The odds are high that burnout will strike every healthcare professional at some point. Health workers — as well as teachers, ministers and others in the caring professions — are at increased risk for the stress syndrome because of the intensity of their work and the emotional bonds they form with the people they’re helping.
Recognizing the signs of burnout and how to overcome it can help you and your team stay healthy and motivated so you can provide your patients with the best possible care.
What Is Burnout?
Generally, burnout is caused by a person’s inability to relieve the physical and mental symptoms associated with unrelenting stress. It can show up as poor job performance, an impersonality with patients and lack of motivation.
Health problems such as high blood pressure, insomnia, depression or addictions can also be signs of burnout. The degree of burnout and the way the syndrome appears vary widely from person to person. For some, it may include nothing more than negativity about the workplace. In others, it might be serious enough that a healthcare professional has no interest in ever going back to work in the field.
Burnout: The Full Assessment
Breaking down burnout will help shed light on how it may be affecting the whole person. Knowing the signs, symptoms and strategies to prevent job burnout can help you and your team give patients the best possible care.
Signs of burnout
- Becoming cynical or critical at work
- Do you drag yourself to work and have trouble getting started once you arrive
- Becoming irritable or impatient with co-workers, customers or clients
- Lacking the energy to be consistently productive
- Lacking satisfaction from work achievements
- Feeling disillusioned about work
- Changes in sleep habits or appetite
- Troubled by unexplained headaches, backaches or other physical complaints
Supportive Strategies for Managers
Here are five different ways in which managers can help their staff succeed, feel a personal investment within the organization and stay healthy.
1. Show Appreciation
One way you can help your staff’s morale is to help them feel appreciated. It’s important for managers to show appreciation for a job well done and to take an active interest in an employee’s life.

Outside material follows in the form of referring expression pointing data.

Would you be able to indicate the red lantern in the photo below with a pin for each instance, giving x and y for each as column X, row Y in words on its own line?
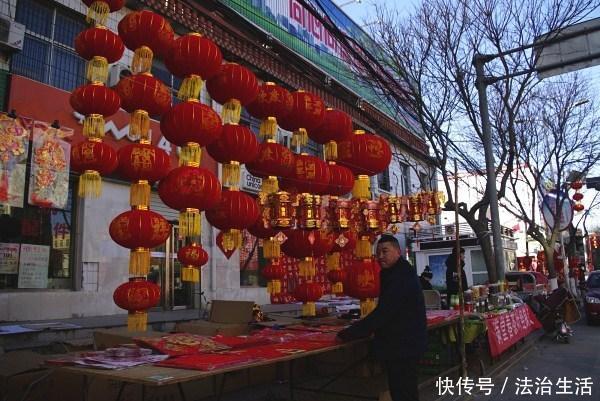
column 365, row 155
column 363, row 282
column 336, row 126
column 142, row 164
column 192, row 257
column 139, row 230
column 95, row 101
column 308, row 293
column 137, row 296
column 233, row 87
column 274, row 273
column 143, row 96
column 272, row 102
column 193, row 58
column 100, row 47
column 235, row 212
column 92, row 158
column 273, row 160
column 145, row 33
column 190, row 190
column 308, row 112
column 236, row 145
column 310, row 175
column 191, row 125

And, it doesn’t need to be complicated, a simple note of thanks can go a long way!
2. Take breaks!
Employers need to encourage breaks so that their staff doesn’t overwork themselves to the point of burnout. Breaks help us walk away from stress. The first place to start? Model the behavior by taking a break yourself! See if the nurses will buddy up with each other to give each other breaks. Make your break room a calming place for the team to go. Everyone needs to get away and have a few minutes to themselves.
3. Encourage Healthy Habits
Packing your lunch can be the easiest way to eat right at work. It’s easy to go to the vending machine, but not good for your waistline, or your wallet. Set up a place to help your staff exercise. Why not promote a 10 minute walk break? After all, patients look to clinical teams for health advice, shouldn’t you support one another in taking care of our own health?
4. Provide Learning Opportunities
Practices should promote/encourage ongoing learning and different educational situations such as classes or seminars. This allows employees to feel confident and in control of their careers. Personal development is another often overlooked arena of health and wellness.
5. Vacation time
Make sure people are taking their vacation time. It’s necessary because it promotes a healthy work-life balance. They need to feel valuable to the company at which they work, and rewards like this are good thing.
Is there a cost associated with these strategies to boost team morale? Yes. But they’re worth it when people’s passion for the medical practice they work for is rejuvenated and reinvigorated. What strategies have you used at work to help your team feel supported and engaged?